- Founded: 1892 (133 years ago)
- Overall record: 2,879–1,794–25 (.615)
- University: University of Alabama
- Athletic director: Greg Byrne
- Head coach: Rob Vaughn (3rd season)
- Conference: SEC
- Location: Tuscaloosa, Alabama
- Home stadium: Sewell–Thomas Stadium (capacity: 5,867)
- Nickname: Crimson Tide
- Colors: Crimson and white

College World Series runner-up
- 1983, 1997

College World Series appearances
- 1950, 1983, 1996, 1997, 1999, 2026

NCAA regional champions
- 1950, 1983, 1996, 1997, 1999, 2006, 2010, 2023, 2026

NCAA tournament appearances
- 1947, 1948, 1950, 1955, 1968, 1983, 1986, 1991, 1995, 1996, 1997, 1998, 1999, 2000, 2002, 2003, 2005, 2006, 2008, 2009, 2010, 2011, 2013, 2014, 2021, 2023, 2024, 2025, 2026

Conference tournament champions
- 1983, 1995, 1996, 1997, 1999, 2002, 2003

Conference regular season champions
- SIAA: 1903, 1909, 1913, 1915, 1917, 1918, 1919, 1920, SoCon: 1924, 1925, 1930, 1932 SEC: 1934, 1935, 1936, 1938, 1940, 1941, 1942, 1947, 1950, 1955, 1968, 1983, 1996, 2006

= Alabama Crimson Tide baseball =

American college baseball team

The Alabama Crimson Tide baseball team represents the University of Alabama in NCAA Division I college baseball.

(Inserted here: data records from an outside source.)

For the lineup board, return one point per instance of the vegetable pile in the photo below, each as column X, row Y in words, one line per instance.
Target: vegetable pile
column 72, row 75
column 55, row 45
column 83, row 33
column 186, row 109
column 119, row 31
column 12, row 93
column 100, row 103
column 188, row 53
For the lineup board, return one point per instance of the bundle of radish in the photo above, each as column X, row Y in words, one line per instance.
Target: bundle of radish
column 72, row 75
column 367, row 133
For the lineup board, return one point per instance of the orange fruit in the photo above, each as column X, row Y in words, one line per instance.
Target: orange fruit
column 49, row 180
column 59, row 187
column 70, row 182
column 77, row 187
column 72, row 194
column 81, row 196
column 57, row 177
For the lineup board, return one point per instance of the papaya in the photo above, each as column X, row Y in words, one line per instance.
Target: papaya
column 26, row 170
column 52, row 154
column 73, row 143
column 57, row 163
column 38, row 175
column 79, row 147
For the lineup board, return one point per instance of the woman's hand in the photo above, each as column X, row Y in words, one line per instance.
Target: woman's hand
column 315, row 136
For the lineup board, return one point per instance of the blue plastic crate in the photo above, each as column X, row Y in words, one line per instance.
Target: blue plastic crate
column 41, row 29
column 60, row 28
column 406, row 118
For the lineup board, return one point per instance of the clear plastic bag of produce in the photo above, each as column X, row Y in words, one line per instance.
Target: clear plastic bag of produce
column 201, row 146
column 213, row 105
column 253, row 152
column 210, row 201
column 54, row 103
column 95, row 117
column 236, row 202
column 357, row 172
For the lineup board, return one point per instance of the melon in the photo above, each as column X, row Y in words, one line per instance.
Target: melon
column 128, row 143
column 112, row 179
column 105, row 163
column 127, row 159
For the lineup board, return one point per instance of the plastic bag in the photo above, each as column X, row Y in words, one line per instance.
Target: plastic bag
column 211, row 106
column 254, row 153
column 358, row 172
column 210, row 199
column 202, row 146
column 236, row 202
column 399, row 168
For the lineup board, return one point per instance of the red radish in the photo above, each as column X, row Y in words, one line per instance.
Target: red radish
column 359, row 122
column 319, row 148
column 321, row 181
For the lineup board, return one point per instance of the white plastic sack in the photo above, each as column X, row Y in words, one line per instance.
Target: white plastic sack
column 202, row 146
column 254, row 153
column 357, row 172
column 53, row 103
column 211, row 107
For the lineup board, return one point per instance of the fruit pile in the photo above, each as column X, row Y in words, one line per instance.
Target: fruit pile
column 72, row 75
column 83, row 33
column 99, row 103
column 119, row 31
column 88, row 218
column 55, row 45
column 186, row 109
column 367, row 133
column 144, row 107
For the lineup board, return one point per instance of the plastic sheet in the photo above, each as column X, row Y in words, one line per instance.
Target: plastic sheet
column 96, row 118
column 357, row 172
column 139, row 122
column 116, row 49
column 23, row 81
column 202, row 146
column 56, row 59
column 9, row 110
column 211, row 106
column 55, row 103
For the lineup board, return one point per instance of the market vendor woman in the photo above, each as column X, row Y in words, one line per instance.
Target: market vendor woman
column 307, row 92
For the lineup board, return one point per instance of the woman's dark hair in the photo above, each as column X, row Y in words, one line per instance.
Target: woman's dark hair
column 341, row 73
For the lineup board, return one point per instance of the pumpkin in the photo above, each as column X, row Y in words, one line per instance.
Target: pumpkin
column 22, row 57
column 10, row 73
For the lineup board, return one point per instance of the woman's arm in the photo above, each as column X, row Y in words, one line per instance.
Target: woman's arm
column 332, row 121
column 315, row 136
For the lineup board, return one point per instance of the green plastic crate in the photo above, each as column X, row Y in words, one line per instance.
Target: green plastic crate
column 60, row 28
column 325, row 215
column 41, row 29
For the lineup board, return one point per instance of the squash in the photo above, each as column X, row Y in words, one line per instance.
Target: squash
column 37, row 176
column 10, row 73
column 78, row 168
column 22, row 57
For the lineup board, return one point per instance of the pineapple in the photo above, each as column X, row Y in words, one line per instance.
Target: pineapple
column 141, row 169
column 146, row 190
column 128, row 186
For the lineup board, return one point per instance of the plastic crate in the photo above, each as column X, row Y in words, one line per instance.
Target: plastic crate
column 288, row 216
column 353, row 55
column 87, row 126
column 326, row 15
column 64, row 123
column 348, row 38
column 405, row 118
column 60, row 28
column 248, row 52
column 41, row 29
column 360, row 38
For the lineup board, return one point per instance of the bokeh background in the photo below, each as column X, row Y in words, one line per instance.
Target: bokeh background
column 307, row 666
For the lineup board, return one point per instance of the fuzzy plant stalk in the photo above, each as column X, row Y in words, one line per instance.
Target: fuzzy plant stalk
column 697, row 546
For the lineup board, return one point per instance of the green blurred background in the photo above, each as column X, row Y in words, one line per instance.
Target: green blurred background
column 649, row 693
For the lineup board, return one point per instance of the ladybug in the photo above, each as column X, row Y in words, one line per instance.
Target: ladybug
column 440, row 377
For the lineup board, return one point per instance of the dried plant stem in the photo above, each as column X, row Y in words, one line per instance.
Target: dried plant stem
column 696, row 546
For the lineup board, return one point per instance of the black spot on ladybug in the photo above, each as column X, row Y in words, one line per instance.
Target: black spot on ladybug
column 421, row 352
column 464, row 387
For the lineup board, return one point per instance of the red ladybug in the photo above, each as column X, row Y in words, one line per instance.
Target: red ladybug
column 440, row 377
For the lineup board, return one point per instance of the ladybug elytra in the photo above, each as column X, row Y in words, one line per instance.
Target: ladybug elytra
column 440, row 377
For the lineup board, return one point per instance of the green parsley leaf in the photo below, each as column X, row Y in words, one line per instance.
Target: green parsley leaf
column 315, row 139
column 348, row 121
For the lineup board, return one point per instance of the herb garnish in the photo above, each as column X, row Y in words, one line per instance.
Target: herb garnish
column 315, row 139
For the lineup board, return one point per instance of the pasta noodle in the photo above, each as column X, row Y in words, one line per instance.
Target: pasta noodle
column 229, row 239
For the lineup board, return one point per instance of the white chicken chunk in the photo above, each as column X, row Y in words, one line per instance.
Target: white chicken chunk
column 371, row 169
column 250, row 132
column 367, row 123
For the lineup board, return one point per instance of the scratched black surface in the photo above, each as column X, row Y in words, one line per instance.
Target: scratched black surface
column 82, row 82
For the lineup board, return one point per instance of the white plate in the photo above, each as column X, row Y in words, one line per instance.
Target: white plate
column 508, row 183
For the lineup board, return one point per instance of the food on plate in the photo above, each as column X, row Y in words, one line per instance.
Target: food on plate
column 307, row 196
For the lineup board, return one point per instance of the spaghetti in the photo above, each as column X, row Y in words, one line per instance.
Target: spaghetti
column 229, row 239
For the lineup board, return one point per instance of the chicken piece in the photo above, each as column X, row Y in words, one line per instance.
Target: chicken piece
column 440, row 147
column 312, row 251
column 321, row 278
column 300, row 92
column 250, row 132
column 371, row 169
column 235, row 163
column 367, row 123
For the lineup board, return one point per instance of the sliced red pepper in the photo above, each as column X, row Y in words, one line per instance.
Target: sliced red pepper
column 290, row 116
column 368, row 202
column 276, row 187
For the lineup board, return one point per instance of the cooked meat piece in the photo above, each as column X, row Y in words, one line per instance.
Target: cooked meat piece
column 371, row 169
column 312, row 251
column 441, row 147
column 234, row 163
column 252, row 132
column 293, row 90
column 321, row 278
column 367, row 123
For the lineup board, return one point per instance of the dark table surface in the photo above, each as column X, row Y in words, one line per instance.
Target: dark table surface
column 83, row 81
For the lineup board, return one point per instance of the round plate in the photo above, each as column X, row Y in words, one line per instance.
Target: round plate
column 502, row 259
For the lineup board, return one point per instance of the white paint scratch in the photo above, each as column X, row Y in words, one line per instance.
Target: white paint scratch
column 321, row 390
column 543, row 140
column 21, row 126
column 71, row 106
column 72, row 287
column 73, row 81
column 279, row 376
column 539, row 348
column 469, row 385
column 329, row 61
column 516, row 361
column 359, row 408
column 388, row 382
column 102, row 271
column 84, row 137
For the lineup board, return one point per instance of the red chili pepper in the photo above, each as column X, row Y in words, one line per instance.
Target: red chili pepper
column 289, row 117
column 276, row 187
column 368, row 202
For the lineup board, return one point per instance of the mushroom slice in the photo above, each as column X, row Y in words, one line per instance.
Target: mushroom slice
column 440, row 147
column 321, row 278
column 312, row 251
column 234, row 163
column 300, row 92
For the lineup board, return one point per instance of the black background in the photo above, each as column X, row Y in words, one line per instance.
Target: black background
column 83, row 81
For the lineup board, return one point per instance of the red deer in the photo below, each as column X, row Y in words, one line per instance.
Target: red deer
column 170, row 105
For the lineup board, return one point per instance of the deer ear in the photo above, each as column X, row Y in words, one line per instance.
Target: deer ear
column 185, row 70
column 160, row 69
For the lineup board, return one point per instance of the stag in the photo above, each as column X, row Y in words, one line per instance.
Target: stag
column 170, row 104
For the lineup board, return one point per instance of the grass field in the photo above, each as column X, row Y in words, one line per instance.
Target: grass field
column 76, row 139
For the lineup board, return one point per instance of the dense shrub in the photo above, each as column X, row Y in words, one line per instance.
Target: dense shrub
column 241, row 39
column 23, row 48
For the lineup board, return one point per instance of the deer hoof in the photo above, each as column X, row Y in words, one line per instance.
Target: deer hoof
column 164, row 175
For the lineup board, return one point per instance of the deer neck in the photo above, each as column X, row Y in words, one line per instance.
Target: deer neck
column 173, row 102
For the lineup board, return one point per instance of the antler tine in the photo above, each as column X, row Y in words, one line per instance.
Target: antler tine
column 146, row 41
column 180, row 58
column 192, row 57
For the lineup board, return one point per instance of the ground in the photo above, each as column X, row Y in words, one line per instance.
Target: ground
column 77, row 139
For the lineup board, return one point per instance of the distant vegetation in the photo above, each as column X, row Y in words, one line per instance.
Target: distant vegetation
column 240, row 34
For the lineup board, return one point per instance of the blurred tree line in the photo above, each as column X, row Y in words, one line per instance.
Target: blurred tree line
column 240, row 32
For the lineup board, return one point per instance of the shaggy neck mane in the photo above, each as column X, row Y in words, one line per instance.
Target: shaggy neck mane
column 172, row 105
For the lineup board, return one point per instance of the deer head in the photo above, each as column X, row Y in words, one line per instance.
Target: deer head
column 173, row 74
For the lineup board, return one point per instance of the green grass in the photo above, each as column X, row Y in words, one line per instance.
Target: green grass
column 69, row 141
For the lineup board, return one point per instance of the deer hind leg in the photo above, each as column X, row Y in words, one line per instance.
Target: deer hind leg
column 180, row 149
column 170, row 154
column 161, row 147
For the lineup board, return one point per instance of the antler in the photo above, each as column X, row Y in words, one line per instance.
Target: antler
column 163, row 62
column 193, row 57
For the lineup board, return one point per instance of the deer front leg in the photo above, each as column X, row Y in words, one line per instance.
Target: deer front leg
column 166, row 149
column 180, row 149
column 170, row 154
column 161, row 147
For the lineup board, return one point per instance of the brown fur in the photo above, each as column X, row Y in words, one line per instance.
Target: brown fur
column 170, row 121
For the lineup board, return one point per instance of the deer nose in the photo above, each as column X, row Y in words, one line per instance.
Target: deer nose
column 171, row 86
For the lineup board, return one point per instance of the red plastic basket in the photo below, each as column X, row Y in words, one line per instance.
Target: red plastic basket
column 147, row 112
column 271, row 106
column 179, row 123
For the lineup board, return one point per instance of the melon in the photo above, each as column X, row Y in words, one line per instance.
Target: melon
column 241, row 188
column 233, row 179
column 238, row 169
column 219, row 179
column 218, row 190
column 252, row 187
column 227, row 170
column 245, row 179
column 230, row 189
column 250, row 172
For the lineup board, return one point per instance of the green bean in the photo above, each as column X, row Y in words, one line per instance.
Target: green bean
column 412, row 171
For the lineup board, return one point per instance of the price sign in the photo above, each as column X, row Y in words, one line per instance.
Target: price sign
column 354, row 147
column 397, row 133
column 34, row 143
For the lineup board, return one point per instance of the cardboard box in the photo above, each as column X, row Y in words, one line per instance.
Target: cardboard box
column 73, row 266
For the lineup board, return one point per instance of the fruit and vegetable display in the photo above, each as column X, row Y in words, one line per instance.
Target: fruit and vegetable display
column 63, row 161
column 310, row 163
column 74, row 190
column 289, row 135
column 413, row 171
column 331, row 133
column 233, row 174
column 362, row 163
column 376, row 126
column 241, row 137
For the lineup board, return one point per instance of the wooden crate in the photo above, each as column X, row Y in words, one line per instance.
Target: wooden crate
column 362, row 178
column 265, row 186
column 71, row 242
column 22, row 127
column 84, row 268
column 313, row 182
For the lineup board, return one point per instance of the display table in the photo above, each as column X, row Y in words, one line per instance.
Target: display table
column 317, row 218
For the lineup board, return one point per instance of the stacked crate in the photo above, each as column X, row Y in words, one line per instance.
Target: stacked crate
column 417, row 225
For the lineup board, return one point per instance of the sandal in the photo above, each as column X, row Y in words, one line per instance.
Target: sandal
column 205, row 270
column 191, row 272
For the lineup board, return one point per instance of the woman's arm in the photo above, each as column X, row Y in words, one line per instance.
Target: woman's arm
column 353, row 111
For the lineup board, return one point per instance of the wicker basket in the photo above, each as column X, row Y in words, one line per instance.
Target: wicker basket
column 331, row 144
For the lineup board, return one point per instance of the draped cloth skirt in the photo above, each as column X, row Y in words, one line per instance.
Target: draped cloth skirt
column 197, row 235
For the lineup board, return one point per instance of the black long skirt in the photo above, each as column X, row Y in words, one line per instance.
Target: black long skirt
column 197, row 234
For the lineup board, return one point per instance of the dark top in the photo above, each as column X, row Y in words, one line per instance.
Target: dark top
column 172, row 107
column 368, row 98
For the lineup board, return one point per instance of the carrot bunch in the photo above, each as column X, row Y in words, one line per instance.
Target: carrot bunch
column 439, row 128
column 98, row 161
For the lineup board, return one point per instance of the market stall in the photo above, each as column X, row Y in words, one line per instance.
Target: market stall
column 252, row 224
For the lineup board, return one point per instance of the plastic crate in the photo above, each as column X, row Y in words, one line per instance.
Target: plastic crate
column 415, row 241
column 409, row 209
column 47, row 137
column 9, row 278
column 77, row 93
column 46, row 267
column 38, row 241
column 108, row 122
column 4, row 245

Along with most other Alabama athletic teams, the baseball team participates in the Southeastern Conference. The team plays its home games on campus at Sewell–Thomas Stadium.

==History==
The Crimson Tide baseball team leads the SEC in all-time wins with 2,879 victories. The program trails only LSU for the most SEC regular season titles with 14 and 7 tournament championships. Tide baseball teams have participated in the NCAA College World Series five times (1950, 1983, 1996, 1997, 1999), finishing second in 1983 and 1997. The Crimson Tide have also had over 74 players make it to the major leagues, 2nd most in the SEC just behind Arkansas with 70 players.

==Stadium==
The team's home venue is Sewell-Thomas Stadium, located in Tuscaloosa, Alabama on the campus of the University of Alabama. A tradition at Sewell-Thomas Stadium is to play the Rednex song "Cotton-Eyed Joe" during the after the 7th inning. Sewell-Thomas Stadium is nicknamed "The Joe" by Crimson Tide fans, in honor of Baseball Hall of Fame member Joe Sewell, who played college baseball at Alabama. When Sewell played for Alabama, they were not in the Southeastern Conference. This means that only Frank Thomas, of Auburn, is the only SEC player to make the Baseball HOF. For 12 of the last 13 seasons Alabama has ranked in the top 10 nationally in attendance.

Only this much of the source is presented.